I can´t say what the prices for the SD-feet are at the moment(set of eight of them),but I believe that you should
be able to get a set at about $130 including shipment
to the US.

No one right answer. You sue the method that reduces the cabinet movement, simply put. THAT depends on the floor. For instance, my C4's with spikes firmly into the concrete floor simply blow away the speakers sitting on the carpet. ANY movement kills higher frequency doopler distortion, too, as the tweeter moves so little relative to a big old speaker rocking around. For my floor, the spikes rule!

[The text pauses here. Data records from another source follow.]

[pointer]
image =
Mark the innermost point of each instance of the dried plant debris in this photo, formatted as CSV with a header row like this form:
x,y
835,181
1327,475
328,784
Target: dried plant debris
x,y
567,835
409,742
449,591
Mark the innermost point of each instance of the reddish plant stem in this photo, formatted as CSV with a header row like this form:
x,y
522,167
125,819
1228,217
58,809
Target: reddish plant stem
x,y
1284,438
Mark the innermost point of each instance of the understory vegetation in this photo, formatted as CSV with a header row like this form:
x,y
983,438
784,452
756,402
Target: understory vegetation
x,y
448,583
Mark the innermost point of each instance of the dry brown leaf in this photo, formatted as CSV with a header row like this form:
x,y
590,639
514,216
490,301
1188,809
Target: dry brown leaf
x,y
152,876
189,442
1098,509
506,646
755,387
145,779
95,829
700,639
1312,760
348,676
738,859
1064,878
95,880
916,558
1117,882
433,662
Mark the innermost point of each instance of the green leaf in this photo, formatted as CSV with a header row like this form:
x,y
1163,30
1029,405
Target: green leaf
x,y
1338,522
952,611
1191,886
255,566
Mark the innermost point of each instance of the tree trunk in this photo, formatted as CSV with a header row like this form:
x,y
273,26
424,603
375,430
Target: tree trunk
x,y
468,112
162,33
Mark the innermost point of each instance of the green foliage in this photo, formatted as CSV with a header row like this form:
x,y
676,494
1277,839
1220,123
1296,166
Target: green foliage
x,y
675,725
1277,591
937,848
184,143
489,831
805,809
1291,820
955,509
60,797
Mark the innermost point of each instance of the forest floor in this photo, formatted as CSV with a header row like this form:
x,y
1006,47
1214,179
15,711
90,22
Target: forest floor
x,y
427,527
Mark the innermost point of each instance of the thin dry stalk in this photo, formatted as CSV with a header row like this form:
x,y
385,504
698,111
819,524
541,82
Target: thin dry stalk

I have DD10+ subs that sit right on the floor (odd) and I'm still wondering about that. Sure, bass is a LONG wavelength from a sub, so technically it is less easy to hear the doopler movement and yes, bass has a lot of distortion recorded-in, or produced by the driver. But, the C4's low-end resolution improved substantially with spikes into a concrete (not wobbly OSB subfloor)floor.

I do, and don't, buy that subs need to be on the floor with modern digital EQ. And, in my case, the room is 40 feet long so I have TOO much below 30 Hz! So again, it's the "system" that matters. Fix yours and don't just be someone else's stereo in your different sounding house.
I think what you need are the Auralex SubDude HD Isolation Riser (the HD means it's dressed up a bit for home use v. the regular SubDude). Widely used in homes and pro studios. These are foam type supports to use under subs (there are speaker and desk versions also). The things really work!

Kal Rubinson did a review in Stereophile in about 2005 or 2006, and it was basically a rave review. Absorbed vibrations, the house and bookshelves no longer vibrated, and the sound was improved considerably.

They're for sale on various sites (Audio Advisor, Music Direct), where you can also read numerous user reviews, which are something like 98% very positive, even raves. Cost is about $60 for the sub version.

In the case of the sub dude,if you want to take it to a higher level...a must have is the sub-trap made by ASC. I've been using one for years and it comes highly recommended...

One of the oldest threads I have seen come alive! However, I have two JL Audio F113's and my floor is carpet on wood with underfloor. The Auralex works great and greatly reduces the unwanted frequencies that were caused by the sub coupled to the floor which transferred into walls furniture etc... I highly recommend raising and decoupling a sub off this type of floor.
I cut 2 yoga foam blocks to make 4 smaller blocks and put them under the sub. It was too boomy sitting directly on the floor.
Sorry I can't be more technical than that.